Créatrices et créateurs d'entreprises à l'étranger, chers amis,

Mon parcours professionnel m'a conduit, depuis 1960, dans de nombreux pays étrangers, en mission ou en séjour.

Ces voyages m'ont permis de constater le dynamisme de mes compatriotes, femmes et hommes, à la tête de leurs propres affaires et leur très souvent excellente intégration dans leur pays d'accueil.

En même temps, j'ai relevé combien, en France, leur rôle était très méconnu, sinon méprisé.

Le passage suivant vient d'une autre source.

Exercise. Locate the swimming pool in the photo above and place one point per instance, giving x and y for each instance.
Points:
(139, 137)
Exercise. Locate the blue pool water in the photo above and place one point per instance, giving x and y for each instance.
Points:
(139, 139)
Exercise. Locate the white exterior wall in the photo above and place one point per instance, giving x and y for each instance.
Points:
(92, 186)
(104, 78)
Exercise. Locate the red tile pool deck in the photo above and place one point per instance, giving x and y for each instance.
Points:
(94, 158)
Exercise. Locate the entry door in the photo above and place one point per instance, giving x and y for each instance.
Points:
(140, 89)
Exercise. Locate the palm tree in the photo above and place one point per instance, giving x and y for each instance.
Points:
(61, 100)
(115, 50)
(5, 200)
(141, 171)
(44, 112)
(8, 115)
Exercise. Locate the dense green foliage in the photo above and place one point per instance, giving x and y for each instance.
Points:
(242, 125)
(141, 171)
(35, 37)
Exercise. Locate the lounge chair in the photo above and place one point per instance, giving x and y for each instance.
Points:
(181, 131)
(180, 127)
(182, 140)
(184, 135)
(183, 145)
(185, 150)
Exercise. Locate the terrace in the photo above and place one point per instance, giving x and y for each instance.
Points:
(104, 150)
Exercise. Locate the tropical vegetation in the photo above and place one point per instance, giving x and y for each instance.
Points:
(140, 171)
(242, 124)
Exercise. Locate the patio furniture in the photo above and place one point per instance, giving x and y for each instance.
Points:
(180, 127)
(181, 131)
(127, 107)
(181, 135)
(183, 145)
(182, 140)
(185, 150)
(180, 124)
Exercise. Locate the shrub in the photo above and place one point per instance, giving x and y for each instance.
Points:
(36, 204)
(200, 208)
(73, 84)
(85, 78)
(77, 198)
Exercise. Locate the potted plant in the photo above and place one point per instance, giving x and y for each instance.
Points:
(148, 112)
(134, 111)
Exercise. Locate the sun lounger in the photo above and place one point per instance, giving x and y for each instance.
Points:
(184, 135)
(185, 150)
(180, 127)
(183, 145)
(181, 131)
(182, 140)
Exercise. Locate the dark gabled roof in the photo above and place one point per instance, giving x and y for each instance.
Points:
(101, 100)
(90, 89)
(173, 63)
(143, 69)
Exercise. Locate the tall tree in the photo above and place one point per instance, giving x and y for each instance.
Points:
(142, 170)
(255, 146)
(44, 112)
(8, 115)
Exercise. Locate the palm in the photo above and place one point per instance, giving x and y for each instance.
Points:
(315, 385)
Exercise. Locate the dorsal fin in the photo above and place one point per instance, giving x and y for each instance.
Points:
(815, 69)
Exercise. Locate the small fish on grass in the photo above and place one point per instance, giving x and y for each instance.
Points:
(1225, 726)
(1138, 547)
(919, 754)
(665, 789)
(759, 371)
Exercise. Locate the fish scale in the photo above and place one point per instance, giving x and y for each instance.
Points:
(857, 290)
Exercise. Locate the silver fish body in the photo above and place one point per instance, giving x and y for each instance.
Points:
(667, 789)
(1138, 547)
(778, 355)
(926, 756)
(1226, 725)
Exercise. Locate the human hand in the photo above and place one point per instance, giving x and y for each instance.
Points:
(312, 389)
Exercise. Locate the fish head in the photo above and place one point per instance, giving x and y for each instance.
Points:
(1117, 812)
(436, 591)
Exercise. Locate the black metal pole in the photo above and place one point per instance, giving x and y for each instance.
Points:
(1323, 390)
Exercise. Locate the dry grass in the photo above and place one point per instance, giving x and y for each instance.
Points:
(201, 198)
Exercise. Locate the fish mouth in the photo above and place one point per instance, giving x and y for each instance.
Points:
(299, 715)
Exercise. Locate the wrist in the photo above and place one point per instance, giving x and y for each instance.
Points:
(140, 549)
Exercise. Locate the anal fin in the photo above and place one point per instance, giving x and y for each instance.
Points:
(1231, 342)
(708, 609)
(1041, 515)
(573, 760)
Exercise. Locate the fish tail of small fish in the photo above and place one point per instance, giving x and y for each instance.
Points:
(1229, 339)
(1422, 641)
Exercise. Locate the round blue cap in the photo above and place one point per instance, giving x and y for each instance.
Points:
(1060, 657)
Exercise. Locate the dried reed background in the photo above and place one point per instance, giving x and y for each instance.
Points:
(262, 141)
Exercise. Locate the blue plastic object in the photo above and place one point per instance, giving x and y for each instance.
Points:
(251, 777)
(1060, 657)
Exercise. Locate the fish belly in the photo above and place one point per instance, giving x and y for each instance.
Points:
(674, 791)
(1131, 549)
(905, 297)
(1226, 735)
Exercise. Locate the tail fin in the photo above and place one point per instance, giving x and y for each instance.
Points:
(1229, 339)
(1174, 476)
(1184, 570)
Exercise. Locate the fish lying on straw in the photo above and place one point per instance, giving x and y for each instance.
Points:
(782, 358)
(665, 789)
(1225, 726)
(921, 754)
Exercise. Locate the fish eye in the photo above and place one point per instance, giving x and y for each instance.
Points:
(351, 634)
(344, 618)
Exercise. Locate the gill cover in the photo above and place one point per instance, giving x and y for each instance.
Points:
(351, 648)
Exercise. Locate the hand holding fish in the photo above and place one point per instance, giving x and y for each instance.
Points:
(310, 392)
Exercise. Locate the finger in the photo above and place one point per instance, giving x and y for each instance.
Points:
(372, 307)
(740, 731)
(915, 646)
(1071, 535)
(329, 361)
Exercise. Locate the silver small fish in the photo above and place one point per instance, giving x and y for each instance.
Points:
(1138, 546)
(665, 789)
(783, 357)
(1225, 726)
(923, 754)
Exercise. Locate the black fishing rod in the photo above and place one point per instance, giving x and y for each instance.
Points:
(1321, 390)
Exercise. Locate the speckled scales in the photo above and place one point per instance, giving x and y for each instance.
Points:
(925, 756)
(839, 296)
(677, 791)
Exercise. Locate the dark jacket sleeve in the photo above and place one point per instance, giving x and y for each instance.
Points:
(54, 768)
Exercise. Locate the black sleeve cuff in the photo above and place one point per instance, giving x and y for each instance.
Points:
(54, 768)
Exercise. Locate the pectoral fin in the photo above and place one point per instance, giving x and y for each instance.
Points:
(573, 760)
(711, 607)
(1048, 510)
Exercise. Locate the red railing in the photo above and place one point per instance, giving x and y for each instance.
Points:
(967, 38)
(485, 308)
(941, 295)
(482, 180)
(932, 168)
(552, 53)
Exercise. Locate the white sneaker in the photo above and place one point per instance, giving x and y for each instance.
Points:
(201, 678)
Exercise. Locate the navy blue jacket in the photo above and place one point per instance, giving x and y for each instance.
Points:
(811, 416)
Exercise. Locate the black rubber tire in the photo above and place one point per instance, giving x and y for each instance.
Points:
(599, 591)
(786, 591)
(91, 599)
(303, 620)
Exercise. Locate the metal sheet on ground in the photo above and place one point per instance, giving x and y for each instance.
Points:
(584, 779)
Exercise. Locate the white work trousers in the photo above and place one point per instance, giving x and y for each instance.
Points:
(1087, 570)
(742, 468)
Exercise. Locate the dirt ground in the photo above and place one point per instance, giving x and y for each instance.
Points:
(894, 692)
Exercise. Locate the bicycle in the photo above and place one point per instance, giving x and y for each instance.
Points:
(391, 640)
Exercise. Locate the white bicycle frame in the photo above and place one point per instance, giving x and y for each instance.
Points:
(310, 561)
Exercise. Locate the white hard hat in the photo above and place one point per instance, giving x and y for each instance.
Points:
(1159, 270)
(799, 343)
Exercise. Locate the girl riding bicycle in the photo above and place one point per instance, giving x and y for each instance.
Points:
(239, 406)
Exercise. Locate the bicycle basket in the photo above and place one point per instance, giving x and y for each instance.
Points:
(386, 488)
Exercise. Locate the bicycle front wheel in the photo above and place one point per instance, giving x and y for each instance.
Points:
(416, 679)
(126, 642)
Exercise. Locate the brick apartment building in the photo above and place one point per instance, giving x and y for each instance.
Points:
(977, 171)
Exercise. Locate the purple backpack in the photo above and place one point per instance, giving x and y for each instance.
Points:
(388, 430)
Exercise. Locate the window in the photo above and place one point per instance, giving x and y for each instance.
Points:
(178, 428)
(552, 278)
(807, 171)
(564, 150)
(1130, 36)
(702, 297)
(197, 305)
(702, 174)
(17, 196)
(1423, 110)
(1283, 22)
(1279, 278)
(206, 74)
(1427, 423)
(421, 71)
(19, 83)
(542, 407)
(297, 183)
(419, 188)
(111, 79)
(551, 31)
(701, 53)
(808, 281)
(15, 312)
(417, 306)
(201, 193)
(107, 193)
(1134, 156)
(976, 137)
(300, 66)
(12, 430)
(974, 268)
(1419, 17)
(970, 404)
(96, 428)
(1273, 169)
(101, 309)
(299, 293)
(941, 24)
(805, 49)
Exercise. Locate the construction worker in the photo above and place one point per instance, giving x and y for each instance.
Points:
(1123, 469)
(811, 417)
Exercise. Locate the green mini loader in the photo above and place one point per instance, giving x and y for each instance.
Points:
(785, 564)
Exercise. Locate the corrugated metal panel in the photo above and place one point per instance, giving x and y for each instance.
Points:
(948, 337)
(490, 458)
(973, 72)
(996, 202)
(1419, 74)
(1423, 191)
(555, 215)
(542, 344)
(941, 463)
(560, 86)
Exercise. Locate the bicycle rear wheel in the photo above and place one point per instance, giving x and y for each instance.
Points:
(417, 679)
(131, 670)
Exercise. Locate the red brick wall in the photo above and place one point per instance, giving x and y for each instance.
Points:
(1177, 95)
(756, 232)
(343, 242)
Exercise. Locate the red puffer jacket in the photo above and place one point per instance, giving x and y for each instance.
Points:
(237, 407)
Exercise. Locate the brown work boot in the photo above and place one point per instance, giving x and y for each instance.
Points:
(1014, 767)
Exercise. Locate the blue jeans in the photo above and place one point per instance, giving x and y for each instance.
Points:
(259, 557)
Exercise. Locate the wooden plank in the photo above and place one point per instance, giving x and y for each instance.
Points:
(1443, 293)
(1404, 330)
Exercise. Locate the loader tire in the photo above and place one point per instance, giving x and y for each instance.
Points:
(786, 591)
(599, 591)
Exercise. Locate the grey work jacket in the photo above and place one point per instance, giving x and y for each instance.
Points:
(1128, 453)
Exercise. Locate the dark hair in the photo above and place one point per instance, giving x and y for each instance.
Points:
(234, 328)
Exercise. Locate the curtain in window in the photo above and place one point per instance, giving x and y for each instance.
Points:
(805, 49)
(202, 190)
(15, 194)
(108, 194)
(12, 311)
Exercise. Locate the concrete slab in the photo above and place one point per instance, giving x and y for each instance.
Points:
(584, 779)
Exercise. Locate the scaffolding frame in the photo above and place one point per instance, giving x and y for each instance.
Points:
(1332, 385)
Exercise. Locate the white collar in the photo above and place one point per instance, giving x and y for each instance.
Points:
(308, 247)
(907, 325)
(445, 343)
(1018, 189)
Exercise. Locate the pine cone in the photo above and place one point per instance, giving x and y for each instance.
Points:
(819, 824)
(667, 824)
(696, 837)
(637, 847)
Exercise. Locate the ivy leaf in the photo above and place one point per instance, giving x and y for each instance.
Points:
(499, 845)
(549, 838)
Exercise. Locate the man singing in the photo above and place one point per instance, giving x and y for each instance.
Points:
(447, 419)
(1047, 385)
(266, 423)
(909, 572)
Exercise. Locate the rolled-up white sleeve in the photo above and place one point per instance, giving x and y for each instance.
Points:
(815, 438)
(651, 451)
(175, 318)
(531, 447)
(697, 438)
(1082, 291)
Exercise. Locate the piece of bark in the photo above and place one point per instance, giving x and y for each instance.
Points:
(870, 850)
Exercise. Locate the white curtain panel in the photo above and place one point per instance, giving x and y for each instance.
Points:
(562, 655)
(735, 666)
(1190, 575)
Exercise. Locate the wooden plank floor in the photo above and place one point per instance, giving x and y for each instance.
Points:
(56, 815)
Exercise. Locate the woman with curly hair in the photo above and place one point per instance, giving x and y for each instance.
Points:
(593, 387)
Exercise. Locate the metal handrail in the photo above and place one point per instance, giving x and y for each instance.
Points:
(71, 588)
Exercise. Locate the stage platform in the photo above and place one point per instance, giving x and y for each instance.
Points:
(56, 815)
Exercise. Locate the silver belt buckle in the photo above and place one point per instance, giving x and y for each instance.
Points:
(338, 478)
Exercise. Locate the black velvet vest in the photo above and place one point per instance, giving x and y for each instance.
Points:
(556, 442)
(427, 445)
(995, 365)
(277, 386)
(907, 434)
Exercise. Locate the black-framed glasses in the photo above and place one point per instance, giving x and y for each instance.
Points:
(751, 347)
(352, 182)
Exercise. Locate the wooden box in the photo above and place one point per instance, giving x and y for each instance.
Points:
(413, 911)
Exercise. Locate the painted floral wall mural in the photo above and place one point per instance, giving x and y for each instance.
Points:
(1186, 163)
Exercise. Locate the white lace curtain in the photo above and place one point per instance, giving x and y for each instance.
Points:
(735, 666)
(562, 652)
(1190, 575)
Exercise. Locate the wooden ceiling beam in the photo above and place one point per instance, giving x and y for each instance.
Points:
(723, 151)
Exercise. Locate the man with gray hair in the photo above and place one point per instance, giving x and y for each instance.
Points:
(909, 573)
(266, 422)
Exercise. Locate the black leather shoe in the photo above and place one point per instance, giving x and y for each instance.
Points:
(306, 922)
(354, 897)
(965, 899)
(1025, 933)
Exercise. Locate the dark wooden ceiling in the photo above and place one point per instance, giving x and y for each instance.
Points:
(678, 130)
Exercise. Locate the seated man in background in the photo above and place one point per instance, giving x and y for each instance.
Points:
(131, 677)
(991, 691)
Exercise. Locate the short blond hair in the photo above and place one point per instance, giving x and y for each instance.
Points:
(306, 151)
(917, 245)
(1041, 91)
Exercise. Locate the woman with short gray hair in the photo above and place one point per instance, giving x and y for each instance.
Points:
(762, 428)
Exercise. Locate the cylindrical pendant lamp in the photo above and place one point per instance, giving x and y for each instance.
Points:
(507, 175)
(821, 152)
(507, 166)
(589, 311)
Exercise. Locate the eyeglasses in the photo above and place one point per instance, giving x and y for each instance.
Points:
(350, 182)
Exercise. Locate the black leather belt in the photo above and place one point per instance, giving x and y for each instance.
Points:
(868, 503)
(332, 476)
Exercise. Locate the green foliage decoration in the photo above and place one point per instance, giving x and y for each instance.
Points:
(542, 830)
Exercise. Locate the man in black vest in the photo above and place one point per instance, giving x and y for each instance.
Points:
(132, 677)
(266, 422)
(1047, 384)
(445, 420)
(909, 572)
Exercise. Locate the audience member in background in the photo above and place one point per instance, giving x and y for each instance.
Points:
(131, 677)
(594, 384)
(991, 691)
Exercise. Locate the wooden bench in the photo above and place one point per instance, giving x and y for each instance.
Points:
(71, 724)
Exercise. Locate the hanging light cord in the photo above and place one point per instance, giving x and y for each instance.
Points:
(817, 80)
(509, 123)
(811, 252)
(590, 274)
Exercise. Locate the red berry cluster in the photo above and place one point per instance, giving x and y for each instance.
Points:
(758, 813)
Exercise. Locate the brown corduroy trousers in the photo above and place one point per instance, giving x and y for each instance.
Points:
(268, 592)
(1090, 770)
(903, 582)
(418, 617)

C'est pourquoi, alors que je représentais les "   Français établis hors de France "   au Conseil économique et social, j'ai voulu réaliser une étude à leur sujet - disponible dans les "   Liens "   à droite, intitulée "   Un atout pour notre pays, les entreprises créées par les Français établis hors de France "  - et formuler de nombreuses recommandations simples et généralement peu coûteuses pour leur rendre l'hommage qu'ils méritent et encourager leur développement.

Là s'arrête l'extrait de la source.